The other connection point is connected to the non-inverting input terminal of the operational amplifier 11. In FIG. 1, the voltage between the inverting input terminal of the operational amplifier 11 and the other connection point of the resistor r is E2, and the load Z
When the current flowing through (current flowing through the resistor r) is Iz and the gain of the operational amplifier 11 is A, E2 = Ei + r · Iz (2) E2 (−A) = Iz (Z + r) (3) When the load current Iz is calculated using the equations (2) and (3), Iz = -Ei / (r + (r + Z) / A) =-(Ei / r). (1 / (1+ (1 + Z / r ) / A) (4) is obtained, and if the gain A is infinite, then Iz = -Ei / r (5) Finally, in the embodiment circuit shown in FIG. Since the load current Iz flowing through the load flows through the resistor r,
As shown in FIGS. 5 and 6, the detection resistor r for detecting the feedback current
The current component from the input source does not flow into and does not become an error component. Further, since the bias current flowing through the operational amplifier 11 flows from the voltage source to the ground, it does not flow into the resistor r and does not become an error component. As described above, according to the constant current circuit of the present invention, the load current flowing through the load serving as the feedback signal reference can be accurately detected, and other error components are eliminated. Constant current characteristics can be obtained. Further, unlike the constant current circuit shown in FIG. 4, there is no restriction between resistors such as input side resistors and feedback resistors, so that stable operation for a long time becomes possible.

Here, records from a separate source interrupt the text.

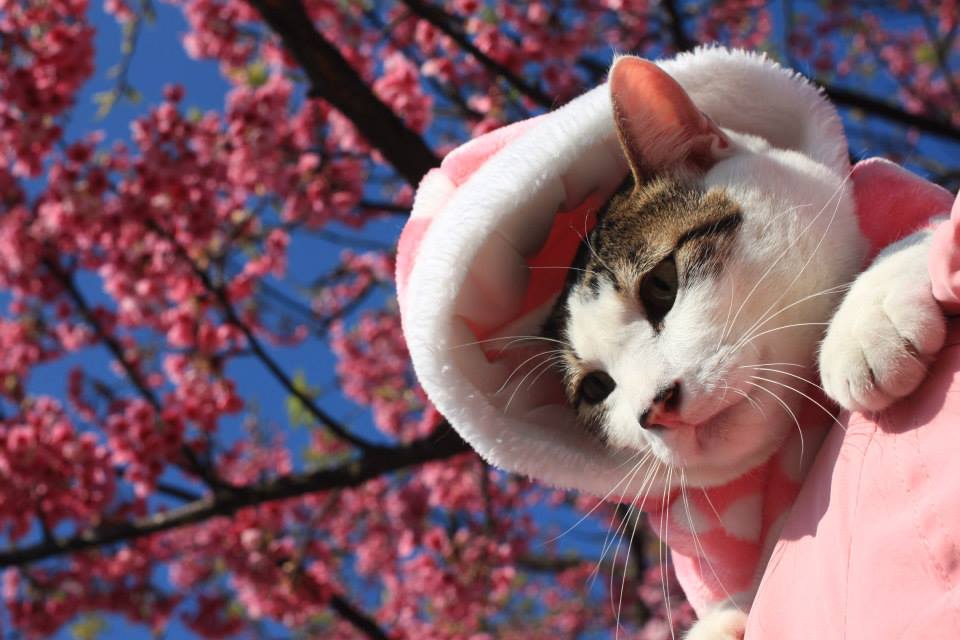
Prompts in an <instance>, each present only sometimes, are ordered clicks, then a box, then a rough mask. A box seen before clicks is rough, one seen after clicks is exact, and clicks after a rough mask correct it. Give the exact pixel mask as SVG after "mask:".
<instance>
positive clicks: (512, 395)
mask: <svg viewBox="0 0 960 640" xmlns="http://www.w3.org/2000/svg"><path fill="white" fill-rule="evenodd" d="M548 353H549V352H548ZM541 355H544V354H541ZM564 357H565V356H564V353H563V352H560V353H555V354H553V355H551V356H550V357H548V358H547V359H546V360H544V361H543V362H538V363H537V364H536V365H534V366H533V367H531V368H530V371H528V372H527V373H526V375H524V376H523V377H522V378H520V382H518V383H517V386H516V388H514V390H513V393H511V394H510V398H509V399H508V400H507V404H505V405H504V407H503V412H504V413H507V411H509V410H510V405H511V404H512V403H513V399H514V398H516V397H517V393H518V392H519V391H520V389H522V388H523V383H524V382H526V380H527V378H529V377H530V376H531V375H533V373H534V372H535V371H537V370H538V369H541V368H543V369H544V371H546V370H547V369H549V368H550V367H551V366H552V365H553V364H557V363H562V362H563V359H564ZM544 365H546V366H544ZM521 366H522V365H521ZM541 373H542V372H541ZM511 377H512V375H511ZM538 377H539V376H538ZM508 381H509V379H508ZM504 384H506V383H504Z"/></svg>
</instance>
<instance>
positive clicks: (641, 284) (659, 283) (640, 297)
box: [639, 255, 678, 325]
mask: <svg viewBox="0 0 960 640" xmlns="http://www.w3.org/2000/svg"><path fill="white" fill-rule="evenodd" d="M677 286H678V278H677V263H676V261H675V260H674V259H673V256H672V255H671V256H668V257H666V258H664V259H663V260H661V261H660V263H659V264H658V265H657V266H655V267H654V268H653V269H651V270H650V271H649V272H648V273H647V275H645V276H644V277H643V280H641V281H640V292H639V295H640V302H642V303H643V307H644V309H646V311H647V317H648V318H649V320H650V322H651V323H652V324H654V325H658V324H660V322H661V321H662V320H663V318H664V317H665V316H666V315H667V313H669V312H670V309H672V308H673V303H674V302H675V301H676V299H677Z"/></svg>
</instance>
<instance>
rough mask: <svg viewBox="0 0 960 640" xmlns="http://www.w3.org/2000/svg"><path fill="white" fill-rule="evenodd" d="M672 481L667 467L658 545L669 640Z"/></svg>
mask: <svg viewBox="0 0 960 640" xmlns="http://www.w3.org/2000/svg"><path fill="white" fill-rule="evenodd" d="M672 479H673V466H668V467H667V481H666V482H665V483H664V485H663V504H662V507H661V509H660V524H661V531H663V544H661V545H660V549H659V551H660V557H661V558H662V560H661V570H660V584H661V585H662V586H663V601H664V606H665V608H666V612H667V626H669V627H670V638H671V639H673V638H675V633H674V631H673V609H672V607H671V606H670V588H669V587H668V586H667V566H668V564H667V563H668V562H669V551H668V549H669V548H670V513H669V511H668V506H667V500H668V498H669V496H670V481H671V480H672Z"/></svg>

BRIEF DESCRIPTION OF THE DRAWINGS FIG. 1 is a circuit diagram showing an embodiment of a constant current circuit according to the present invention. 2 to 6 are circuit diagrams showing an example of a conventional constant current circuit. [Explanation of Codes] 11, 21, 31, 41, 51 Operational Amplifier

Claims (1)

Claim: What is claimed is: 1. A constant current circuit for feeding back to an input side of an operational amplifier a voltage generated at both ends thereof by a current flowing through a resistor connected in series with a load connected to the output side of the operational amplifier, the inverting input terminal of the operational amplifier Is connected to an input signal source, the − side of the resistor, which is a connection point with the load, is grounded, and the other side of the resistor is connected to the non-inverting input terminal of the operational amplifier. Current circuit.